Przekaż 1,5% podatku na pomoc dzieciom
Fundacja Kawałek Nieba Fundacja Kawałek Nieba
KRS 0000382243

MOJA TRUDNA WALKA Z RAKIEM…

MOJA TRUDNA WALKA Z RAKIEM…

 

 

Nazywam się Łukasz Brach. Jestem osobą chorą na mięsaka. Moja sytuacja w tej chwili nie jest najlepsza, ani materialnie, ani finansowo, ani przyszłościowo. Ten list w zasadzie jest apelem, cichym wołaniem o pomoc…

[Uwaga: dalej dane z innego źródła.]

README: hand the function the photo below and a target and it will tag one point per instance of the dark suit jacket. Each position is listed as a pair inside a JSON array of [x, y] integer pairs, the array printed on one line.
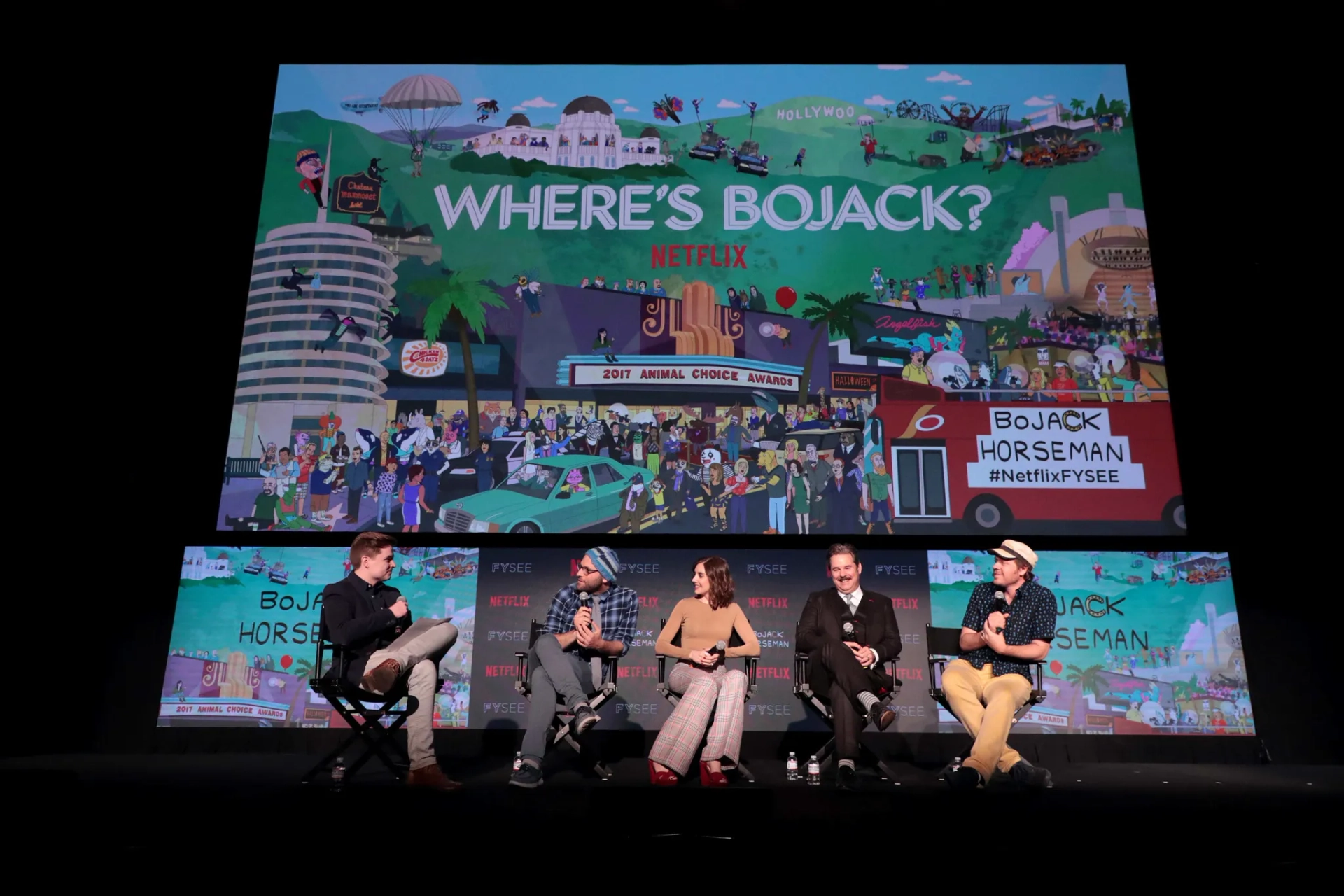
[[875, 626], [358, 618]]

Moja choroba zaczęła się już dwa lata temu, gdy zaczęły boleć mnie plecy, ale myślałem, że to po prostu zwykły ból kręgosłupa, przecież ciężko pracowałem całymi dniami na budowie. Początkowo radziłem sobie z tabletkami przeciwbólowymi. Z czasem jednak ból stawał się coraz silniejszy, aż dostałem skierowanie od lekarza rodzinnego do ortopedy. Potem skierowanie na rezonans i wszystko szło w tempie NFZ, czyli bardzo długo.

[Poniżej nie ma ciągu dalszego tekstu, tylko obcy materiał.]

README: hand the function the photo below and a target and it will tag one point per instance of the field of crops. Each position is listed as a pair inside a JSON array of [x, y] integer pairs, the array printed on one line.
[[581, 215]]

Wszystko trwało, aż do momentu gdy przestałem samodzielnie się poruszać i na własną prośbę trafiłem do szpitala, na oddział neurologiczny. A Tam….. już wszystko potoczyło się bardzo szybko: badania, diagnoza i Centrum Onkologii w Warszawie. Początkowo wszystko szło dobrze chemioterapia, radioterapia, aż do momentu gdy zachorowałem na sepsę. Potem to już leczony byłem na OIOMie bez przytomności. Okazało się, iż moje płuca są w złym stanie, mam ropień. W związku z tym przeprowadzono operację i wykonano drenaż płuca, który mam do dzisiaj. Dalej to już tylko długi okres spędzony na oddziale…

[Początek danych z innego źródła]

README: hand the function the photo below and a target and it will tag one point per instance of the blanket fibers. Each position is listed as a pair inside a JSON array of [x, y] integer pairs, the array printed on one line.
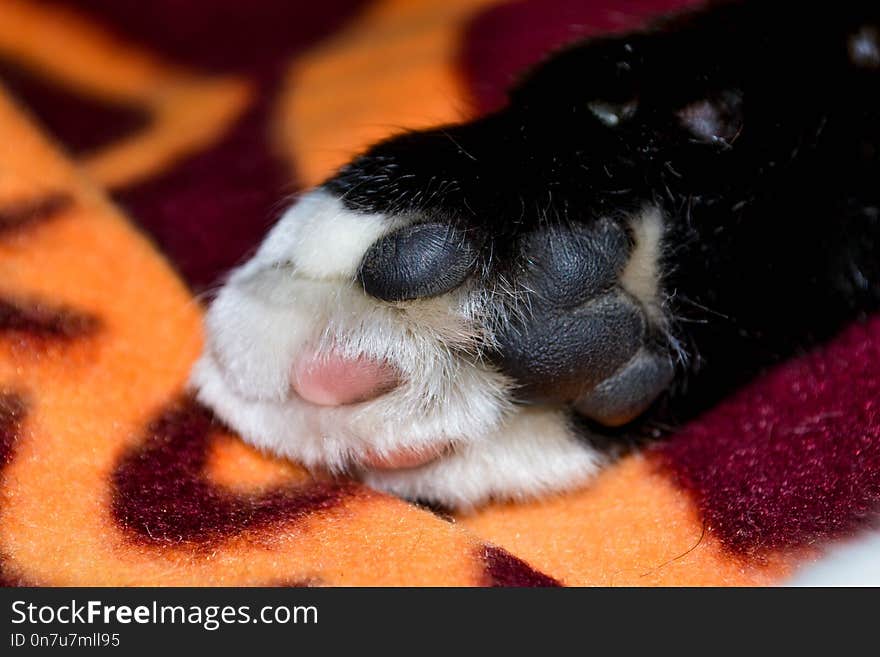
[[146, 147]]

Jestem słaby, w zasadzie potrzebuję pomocy i opieki całą dobę. Pomaga mi moja Mama. Moja choroba wymaga specjalistycznego leczenia onkologicznego, które jest bardzo drogie.

 

Kawałek nieba jest w każdym uśmiechu,
W każdym życzliwym słowie,
I przyjaznym geście,
W każdym pomocnym czynie.
Kawałek raju jest w każdym sercu,
Które stanowi zbawienny port dla nieszczęśliwego.
W każdym domu z chlebem, winem i serdecznym ciepłem.
Bóg włożył swoją miłość w twoje ręce,
Jak klucz do raju.

Phil Bosmans

Podaruj Kawałek Nieba...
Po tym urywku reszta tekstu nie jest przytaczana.